The work of a porter is, of course, a part-time occupation and is an opportunity for them to mend their household budget, because the fruits of everyday labour, i.e. harvests or animals bred for sale, are not so profitable.
Some porters, who do a great job and know some English or other foreign languages, are chosen by guides as as assistants or group leaders and provide invaluable help to larger groups of trekkers.
However, the work of a porter is more than that. So far, I haven't met a single porter on my expedition, who wouldn't care about the happiness and well-being of his customers. If they see that you are more tired by the altitude or have any health problems, they are ready to carry your day backpack or even help you by guiding you by the hand.
The work of a porter seems quite simple, but it is inextricably connected with care for human life, so the most important thing for each of them is to reach the destination happily and to return home with a smile. Every porter, after reaching the goal, wants us to run straight down rather than contemplate the mountains and nature, because they simply miss their homes.
In fact, anyone who is not able to carry their backpack on their own at high altitudes should understand that a porter is the key to success, a person who enables us to fulfil our dreams and walk the Himalayan trails.

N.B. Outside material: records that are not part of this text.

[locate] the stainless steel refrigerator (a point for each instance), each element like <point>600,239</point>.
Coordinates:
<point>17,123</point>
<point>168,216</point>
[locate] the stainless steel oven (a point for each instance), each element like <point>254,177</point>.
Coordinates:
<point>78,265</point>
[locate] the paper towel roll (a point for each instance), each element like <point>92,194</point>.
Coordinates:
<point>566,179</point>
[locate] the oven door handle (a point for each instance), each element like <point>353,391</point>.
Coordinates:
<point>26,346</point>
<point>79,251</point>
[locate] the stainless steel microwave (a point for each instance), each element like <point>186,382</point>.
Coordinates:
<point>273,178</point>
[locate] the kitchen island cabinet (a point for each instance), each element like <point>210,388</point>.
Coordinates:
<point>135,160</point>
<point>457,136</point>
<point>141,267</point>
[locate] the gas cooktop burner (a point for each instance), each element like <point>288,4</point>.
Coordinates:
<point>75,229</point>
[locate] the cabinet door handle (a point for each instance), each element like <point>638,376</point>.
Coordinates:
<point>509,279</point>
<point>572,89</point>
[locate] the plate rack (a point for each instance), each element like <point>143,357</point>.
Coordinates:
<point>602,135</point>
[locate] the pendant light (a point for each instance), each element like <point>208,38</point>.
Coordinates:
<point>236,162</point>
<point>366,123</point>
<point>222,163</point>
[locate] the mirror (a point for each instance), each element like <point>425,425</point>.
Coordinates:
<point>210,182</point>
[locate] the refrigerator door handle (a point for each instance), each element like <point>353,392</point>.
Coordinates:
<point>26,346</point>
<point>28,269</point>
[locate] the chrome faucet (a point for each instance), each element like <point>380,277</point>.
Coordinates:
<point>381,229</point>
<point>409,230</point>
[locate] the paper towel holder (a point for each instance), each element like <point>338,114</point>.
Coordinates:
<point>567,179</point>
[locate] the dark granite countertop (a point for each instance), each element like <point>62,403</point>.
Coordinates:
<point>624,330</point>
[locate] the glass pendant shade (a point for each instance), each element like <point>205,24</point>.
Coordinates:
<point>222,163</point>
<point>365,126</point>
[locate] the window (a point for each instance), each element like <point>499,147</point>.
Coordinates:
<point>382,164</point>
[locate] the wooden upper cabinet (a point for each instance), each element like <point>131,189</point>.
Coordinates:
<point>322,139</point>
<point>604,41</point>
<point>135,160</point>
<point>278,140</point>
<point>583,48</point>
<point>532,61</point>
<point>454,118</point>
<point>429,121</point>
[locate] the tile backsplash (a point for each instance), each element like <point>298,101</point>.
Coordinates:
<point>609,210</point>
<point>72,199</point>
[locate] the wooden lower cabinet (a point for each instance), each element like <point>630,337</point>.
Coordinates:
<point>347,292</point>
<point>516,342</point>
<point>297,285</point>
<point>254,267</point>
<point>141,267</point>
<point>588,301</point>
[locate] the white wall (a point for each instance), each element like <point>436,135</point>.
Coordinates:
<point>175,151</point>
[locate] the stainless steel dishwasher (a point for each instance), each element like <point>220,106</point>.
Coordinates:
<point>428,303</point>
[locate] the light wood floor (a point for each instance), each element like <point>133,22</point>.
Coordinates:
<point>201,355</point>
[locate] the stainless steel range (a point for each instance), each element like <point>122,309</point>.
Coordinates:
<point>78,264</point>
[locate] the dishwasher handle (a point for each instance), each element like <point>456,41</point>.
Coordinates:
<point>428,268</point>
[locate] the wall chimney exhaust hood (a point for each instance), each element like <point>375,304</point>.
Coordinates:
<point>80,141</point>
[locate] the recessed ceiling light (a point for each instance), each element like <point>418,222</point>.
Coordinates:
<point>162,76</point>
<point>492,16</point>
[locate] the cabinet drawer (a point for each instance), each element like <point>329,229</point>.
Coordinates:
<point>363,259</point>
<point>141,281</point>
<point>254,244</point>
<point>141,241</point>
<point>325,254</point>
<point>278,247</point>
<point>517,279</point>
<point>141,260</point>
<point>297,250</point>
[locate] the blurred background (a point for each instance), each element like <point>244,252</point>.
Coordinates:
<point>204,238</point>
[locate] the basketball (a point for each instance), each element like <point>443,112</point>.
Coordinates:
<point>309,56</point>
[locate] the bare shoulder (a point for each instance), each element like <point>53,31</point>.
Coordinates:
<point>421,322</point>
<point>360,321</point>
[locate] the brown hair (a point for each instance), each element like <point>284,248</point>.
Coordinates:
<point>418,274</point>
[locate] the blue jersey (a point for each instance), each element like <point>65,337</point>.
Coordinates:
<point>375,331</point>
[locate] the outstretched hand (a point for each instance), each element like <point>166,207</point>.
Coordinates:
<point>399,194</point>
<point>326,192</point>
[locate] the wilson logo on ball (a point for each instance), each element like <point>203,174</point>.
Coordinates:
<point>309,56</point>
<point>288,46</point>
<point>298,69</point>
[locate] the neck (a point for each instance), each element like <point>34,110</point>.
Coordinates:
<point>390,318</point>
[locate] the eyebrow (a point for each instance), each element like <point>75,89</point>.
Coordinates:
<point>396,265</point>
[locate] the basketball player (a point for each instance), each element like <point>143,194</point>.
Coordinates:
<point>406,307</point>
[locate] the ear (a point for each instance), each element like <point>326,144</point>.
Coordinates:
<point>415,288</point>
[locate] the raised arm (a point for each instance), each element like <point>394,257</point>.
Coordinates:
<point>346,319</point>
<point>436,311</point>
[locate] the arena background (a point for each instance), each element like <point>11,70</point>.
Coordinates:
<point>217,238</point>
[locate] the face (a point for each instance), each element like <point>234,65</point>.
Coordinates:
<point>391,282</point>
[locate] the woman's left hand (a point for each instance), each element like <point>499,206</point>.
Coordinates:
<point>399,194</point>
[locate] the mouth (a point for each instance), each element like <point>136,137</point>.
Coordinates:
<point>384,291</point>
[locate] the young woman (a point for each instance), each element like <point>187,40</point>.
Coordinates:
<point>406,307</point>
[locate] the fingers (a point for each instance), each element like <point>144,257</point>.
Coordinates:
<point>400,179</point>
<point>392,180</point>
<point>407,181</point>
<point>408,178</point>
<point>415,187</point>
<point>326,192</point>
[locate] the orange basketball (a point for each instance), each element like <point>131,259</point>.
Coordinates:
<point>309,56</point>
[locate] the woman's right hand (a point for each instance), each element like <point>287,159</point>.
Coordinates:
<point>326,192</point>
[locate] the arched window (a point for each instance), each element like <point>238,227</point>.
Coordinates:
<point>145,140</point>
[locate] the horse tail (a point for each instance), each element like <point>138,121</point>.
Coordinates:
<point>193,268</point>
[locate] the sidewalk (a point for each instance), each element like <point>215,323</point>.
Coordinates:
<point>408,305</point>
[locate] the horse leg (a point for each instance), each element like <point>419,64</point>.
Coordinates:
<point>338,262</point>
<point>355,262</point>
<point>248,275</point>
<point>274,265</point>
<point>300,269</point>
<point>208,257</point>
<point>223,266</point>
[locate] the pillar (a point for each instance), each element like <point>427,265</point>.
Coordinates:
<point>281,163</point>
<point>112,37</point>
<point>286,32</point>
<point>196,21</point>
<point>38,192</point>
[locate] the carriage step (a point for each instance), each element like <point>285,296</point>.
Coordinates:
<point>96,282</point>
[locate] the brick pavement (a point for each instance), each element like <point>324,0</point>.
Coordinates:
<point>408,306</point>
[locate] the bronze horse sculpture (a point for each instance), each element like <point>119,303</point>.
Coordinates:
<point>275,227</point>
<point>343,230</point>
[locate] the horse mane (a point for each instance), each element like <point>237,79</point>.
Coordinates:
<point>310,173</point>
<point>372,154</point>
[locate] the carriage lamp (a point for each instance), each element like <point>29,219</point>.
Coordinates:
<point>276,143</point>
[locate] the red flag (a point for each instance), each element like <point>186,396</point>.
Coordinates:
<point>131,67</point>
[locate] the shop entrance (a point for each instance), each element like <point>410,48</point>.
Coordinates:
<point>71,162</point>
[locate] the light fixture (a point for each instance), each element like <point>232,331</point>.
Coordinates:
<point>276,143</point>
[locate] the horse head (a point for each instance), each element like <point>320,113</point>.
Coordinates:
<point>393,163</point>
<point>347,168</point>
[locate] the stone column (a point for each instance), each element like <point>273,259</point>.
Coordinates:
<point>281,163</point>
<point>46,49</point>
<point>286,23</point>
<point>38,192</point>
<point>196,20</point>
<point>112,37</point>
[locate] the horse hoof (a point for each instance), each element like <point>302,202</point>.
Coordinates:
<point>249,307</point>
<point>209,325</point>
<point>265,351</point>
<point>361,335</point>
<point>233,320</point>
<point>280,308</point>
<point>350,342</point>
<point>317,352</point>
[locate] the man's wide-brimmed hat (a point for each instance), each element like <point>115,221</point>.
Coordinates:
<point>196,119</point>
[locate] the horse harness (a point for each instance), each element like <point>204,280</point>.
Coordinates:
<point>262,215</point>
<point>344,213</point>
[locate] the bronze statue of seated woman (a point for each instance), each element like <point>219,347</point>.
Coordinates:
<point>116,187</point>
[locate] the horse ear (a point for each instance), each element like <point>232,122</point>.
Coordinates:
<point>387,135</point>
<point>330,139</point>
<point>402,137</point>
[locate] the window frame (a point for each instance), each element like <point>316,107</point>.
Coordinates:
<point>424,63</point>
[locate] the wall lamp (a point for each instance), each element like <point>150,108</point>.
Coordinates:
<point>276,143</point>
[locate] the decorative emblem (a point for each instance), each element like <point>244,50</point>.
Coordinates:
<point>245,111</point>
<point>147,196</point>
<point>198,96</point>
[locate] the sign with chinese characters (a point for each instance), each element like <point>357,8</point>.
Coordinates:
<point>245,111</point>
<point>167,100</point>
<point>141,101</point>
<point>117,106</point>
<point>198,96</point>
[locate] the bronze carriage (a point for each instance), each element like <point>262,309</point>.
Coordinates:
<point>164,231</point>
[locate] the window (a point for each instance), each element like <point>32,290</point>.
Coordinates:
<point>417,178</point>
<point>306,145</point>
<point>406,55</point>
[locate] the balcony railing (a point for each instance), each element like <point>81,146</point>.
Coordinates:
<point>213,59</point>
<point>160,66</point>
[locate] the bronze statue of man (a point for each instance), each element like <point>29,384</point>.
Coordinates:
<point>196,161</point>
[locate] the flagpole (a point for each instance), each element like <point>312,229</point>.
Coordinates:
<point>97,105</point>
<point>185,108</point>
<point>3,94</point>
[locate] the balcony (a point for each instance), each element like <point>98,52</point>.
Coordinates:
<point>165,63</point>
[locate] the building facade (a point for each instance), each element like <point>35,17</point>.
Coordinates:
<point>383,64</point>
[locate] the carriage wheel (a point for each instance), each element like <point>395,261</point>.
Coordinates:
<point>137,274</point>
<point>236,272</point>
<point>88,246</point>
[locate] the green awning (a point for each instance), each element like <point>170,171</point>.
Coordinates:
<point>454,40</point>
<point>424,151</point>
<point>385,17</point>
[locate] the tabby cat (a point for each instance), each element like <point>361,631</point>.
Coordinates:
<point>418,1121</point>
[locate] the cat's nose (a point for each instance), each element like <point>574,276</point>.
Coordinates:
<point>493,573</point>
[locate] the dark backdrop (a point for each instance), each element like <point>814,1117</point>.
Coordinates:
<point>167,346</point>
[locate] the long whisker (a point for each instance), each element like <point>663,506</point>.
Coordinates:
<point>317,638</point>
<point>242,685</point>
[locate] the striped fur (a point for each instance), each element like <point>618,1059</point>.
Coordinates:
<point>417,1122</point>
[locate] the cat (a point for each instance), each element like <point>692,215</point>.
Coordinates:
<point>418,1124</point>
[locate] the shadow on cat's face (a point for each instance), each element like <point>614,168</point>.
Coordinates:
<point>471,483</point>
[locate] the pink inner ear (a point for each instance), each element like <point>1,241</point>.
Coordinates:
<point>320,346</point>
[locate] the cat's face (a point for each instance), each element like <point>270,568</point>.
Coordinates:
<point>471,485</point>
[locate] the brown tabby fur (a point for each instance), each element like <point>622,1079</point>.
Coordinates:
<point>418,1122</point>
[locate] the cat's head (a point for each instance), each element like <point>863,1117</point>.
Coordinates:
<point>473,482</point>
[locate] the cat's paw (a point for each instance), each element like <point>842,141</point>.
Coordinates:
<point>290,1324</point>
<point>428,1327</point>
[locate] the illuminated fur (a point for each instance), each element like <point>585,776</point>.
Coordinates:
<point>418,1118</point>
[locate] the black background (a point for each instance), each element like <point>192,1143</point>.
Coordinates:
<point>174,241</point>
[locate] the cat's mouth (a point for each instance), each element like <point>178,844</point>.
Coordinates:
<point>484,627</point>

Thanks to porters, trekking is simply easier and more enjoyable. I respect the work of others, but in the case of porters – this respect increases in direct proportion to the altitude
It is customary for tourists to tip the crew, i.e. the guide and the porter, after the trek. Such tips are always an opportunity to say thank you for the hard work of our staff. Let's remember that although on the trek our goals are a bit different, because we make our dream come true and they earn money to support their families, we are one crew on the trail. So let's not forget how helpful they are to us and take care of them in the same way as they do for us, sometimes inviting them for some snacks or a coke.